Hyperparameter Study for Quadruped Robot Locomotion using Reinforcement Learning

This repository contains the research and work conducted as part of my Robotics Master's Thesis. The project builds upon the ViNL implementation [1], which enhances the Legged Gym framework [2] for obstacle avoidance in indoor environments using the Aliengo Unitree robot.

Our work focuses on two main contributions:

Hyperparameter Study: A comprehensive analysis of hyperparameters critical for optimizing quadruped robot locomotion.
New Framework Proposal: A custom-designed framework for the deployment and validation of legged locomotion

We hope this repository will benefit the robotics community by:

Providing insights into optimized hyperparameters for Legged Gym, leading to better training outcomes.
Offering a starting point for other researchers or groups, especially those with limited resources, to explore and experiment with quadruped robot locomotion.

If you find this work (or code) helpful please consider citing.

@mastersthesis{barbera2024advanced,
  title = {Advanced Locomotion for Quadruped Robots Through Reinforcement Learning},
  author = {Josep Maria Barbera},
  school = {E.T.S.I. Industriales, Universidad Politécnica de Madrid},
  type = {Thesis (Master)},
  year = {2024},
  month = {september},
  director = {Antonio Barrientos Cruz and Christyan Mario Cruz Ulloa},
  keywords = {Deep Reinforcement Learning, cuadruped robots, GPUs, hyperparameters, Proximal Policy Optimization},
  url = {https://oa.upm.es/83466/},
  department = {Automática, Ingeniería Eléctrica y Electrónica e Informática Industrial},
}

Content

Hyperparameter Study for Quadruped Robot Locomotion using Reinforcement Learning

Hyperparameter Study

Installation

To replicate this research or conduct similar hyperparameter studies, follow these steps:

Visit the ViNL GitHub repository and follow the installation instructions.
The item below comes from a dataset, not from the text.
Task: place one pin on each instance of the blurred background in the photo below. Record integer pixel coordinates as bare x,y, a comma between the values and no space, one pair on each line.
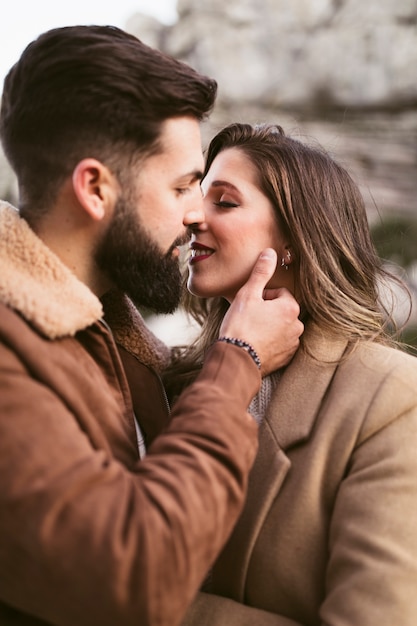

Alternatively, if you only wish to train a general-purpose locomotion policy, you can directly install the Legged Gym repository.

Note: There may be small bugs or customization tips for both ViNL and Legged Gym. Some details are summarized in the ViNL_customization.md file in the src folder.
Verify your installation by ensuring you can start trainings.
Clone this repository and copy the my_train.sh file into the main directory.
Create a new folder called experiments.
Copy the experiments_generator.py and reward_plotting.ipynb files into the experiments folder.

Procedure

Use the experiments_generator.py to define the hyperparameters you want to modify. There are two dictionaries in the code:
- algorithm_hyperparameters: defines the baseline values.
- hyperparameter_values: contains vectors with three values for each hyperparameter, e.g., [new_value, baseline_value, new_value].
For example, if you have 11 hyperparameters and define two new values for each, running this script will create a my_next_experiments folder with 22 new files. Each file will be a modified copy of the original legged_robot_config.py (located at pathto/ViNL/legged_gym/envs/base), with one hyperparameter changed. The file name will correspond to the specific hyperparameter.
Run the my_train.sh script. You can edit this file to adjust the number of iterations and repetitions.
To visualize the results, use the provided code in the reward_plotting Jupyter notebooks.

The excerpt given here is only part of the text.